WMATA To Seek Developers To Build Around Huntington Metro Station
The area around Fairfax County's Huntington Metro station, the last stop on the Yellow Line, could soon be the site of a major mixed-use development.
WMATA is planning to issue a solicitation for developers to rezone two large parcels around the station, construct mixed-use buildings on the site and potentially rebuild or replace a deteriorated parking garage it was forced to close.
The transit agency's staff will present the plan to WMATA's Finance and Capital Committee Thursday and request authorization to issue the solicitation. It hopes to issue the solicitation later this year, select a developer in the spring, and execute the development agreement next summer.
The 12.4-acre site would need to be rezoned to allow for mixed-use development. WMATA aims to propose the zoning changes ahead of Fairfax County's comprehensive plan amendment process, which is expected to begin late next year. WMATA, which declined to comment, did not specify in the proposal what zoning classification it aims to achieve for the site or how much density it wants the developer to build.
The project would demolish and potentially replace an 885-space parking garage, built in 1983, that closed in August due to unsafe conditions. The Huntington Metro station has another 2,732 parking spaces between two additional garages. Prior to the August closure, the three garages were an average of 61% filled during fiscal year 2018, WMATA officials wrote. Given the large number of empty spaces, WMATA said it is unclear how much, if any, replacement parking is necessary for the site.
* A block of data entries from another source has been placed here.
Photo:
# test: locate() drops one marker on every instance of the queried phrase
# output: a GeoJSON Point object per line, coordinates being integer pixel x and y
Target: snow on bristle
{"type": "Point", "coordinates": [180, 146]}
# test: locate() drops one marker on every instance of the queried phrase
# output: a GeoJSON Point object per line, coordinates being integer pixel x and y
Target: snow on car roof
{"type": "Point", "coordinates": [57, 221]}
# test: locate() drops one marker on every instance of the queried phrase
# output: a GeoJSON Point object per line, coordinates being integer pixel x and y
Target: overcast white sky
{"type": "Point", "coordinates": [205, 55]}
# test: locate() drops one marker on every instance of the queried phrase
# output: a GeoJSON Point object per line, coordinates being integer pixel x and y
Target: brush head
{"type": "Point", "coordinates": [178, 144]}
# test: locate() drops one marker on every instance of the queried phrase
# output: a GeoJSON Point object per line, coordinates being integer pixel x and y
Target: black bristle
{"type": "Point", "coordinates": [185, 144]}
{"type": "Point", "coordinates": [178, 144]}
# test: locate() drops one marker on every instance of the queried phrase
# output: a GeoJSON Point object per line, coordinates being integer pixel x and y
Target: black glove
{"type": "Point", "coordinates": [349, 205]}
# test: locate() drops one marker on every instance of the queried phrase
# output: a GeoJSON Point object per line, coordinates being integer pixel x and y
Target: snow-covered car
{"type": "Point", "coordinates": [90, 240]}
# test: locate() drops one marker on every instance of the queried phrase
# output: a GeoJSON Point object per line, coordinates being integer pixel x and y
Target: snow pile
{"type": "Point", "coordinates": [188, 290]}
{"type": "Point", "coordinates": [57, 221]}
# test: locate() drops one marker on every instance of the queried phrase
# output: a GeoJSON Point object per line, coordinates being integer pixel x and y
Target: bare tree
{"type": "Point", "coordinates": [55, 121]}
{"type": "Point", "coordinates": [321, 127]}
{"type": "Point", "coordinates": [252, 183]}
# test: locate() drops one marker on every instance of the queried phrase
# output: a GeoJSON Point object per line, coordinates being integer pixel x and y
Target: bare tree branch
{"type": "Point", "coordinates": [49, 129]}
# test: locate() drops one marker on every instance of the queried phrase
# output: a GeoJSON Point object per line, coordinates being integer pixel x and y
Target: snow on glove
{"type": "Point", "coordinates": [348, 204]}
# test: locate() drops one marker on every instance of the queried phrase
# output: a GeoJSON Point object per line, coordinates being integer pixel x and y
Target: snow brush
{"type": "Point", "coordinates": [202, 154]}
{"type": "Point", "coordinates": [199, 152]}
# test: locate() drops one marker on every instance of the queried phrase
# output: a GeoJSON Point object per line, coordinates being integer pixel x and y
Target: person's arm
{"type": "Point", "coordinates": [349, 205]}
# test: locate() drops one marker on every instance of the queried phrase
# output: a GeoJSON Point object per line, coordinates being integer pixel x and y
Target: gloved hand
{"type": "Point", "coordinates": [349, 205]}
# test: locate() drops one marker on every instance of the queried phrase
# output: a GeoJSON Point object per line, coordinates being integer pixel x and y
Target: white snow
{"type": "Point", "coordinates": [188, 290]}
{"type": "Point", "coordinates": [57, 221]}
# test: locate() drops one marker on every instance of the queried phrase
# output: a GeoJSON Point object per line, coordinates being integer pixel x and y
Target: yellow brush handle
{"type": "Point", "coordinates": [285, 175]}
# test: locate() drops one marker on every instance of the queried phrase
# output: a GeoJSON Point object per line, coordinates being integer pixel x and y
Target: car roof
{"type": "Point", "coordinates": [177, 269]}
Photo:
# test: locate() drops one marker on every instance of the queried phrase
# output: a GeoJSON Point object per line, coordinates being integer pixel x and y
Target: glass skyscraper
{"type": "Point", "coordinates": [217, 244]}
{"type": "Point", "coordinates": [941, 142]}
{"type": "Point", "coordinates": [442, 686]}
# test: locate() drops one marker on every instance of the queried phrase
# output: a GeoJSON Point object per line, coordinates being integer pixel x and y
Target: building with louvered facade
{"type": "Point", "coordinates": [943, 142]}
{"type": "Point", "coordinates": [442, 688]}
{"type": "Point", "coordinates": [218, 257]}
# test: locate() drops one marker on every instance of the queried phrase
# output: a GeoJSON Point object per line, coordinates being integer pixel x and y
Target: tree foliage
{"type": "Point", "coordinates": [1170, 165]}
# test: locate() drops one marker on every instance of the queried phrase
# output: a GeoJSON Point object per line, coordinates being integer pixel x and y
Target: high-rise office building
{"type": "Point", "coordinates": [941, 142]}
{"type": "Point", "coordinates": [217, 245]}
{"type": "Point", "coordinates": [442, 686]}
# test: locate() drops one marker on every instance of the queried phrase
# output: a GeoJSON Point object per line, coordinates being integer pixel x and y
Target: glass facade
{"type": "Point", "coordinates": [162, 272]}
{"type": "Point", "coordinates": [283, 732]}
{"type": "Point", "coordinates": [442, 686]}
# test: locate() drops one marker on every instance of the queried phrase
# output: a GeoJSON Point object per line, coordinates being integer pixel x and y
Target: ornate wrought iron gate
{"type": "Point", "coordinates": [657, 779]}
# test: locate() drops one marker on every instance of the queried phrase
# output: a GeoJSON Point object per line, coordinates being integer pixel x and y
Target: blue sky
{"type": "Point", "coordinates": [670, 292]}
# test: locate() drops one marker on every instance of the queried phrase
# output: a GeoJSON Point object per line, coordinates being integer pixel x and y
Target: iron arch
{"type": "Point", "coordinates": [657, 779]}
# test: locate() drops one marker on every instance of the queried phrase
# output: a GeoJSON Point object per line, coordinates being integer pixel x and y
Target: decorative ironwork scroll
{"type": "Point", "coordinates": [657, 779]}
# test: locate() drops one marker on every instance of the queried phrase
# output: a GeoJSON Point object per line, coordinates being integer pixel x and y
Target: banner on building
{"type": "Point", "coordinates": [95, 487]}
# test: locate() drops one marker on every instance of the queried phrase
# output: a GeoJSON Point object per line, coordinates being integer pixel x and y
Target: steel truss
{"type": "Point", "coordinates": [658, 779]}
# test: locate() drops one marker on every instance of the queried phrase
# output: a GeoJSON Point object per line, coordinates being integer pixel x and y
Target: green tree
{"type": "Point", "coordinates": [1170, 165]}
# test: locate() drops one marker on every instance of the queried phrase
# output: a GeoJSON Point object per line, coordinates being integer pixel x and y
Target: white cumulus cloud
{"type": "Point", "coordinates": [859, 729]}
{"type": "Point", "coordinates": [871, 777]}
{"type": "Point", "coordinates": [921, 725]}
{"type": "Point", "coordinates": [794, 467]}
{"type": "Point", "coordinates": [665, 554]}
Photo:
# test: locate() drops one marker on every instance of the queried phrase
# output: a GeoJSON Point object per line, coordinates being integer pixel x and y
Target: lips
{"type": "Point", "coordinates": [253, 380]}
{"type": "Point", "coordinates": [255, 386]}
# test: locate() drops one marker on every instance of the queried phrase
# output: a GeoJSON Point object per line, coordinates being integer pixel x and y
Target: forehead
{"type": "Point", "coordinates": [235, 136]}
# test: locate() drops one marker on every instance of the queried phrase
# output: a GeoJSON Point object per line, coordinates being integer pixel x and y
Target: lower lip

The development partner would be given the rights to plan and construct new buildings on the 6.3-acre garage site and another 6.1-acre parcel to the north of the Metro station. There are some complexities to the site, Metro's proposal says, including a steep hill and the train tracks running underneath the southern parcel. WMATA also hopes development could improve the entrances to the station. The Huntington station is scheduled to shut down next summer to allow its train platform to be rebuilt.
"Metro desires to have a mix of uses in its joint development projects to maximize transit ridership, which can be best accomplished if the selected joint developer can plan both development parcels," WMATA's proposal said.
It would be the latest in a series of projects WMATA has launched on parking lots and other vacant land around Metro stations as it seeks to encourage transit-oriented development. It signed a deal with Gilbane in January to build a 440-unit project on Metro-owned land next to the College Park Metro station. It also reached an agreement with Fivesquares Development to build over 2M SF of mixed-use development at the Grosvenor-Strathmore Metro station.
Just south of the Huntington site, the 600-unit Courts at Huntington Station was built in 2005 as a result of a WMATA partnership with Pulte Homes. Along with that project, the county approved the development of 250K SF of adjacent office space, but WMATA says the market has not supported the construction of an office building.
To the north of the station, IDI Group is in the early stages of a 1,500-unit redevelopment of the Huntington Club condominium complex, after condo owners voted in November to terminate their association to allow the 1960s-era property to be redeveloped.
The Huntington station is the eastern terminus of the planned bus rapid transit system that will travel down Richmond Highway. The BRT system was the focal point for a major land-use plan passed earlier this year that envisions 15M SF of new development along Richmond Highway. The plan also calls for the construction of two new Metro stations to extend the Yellow line from Huntington to Hybla Valley.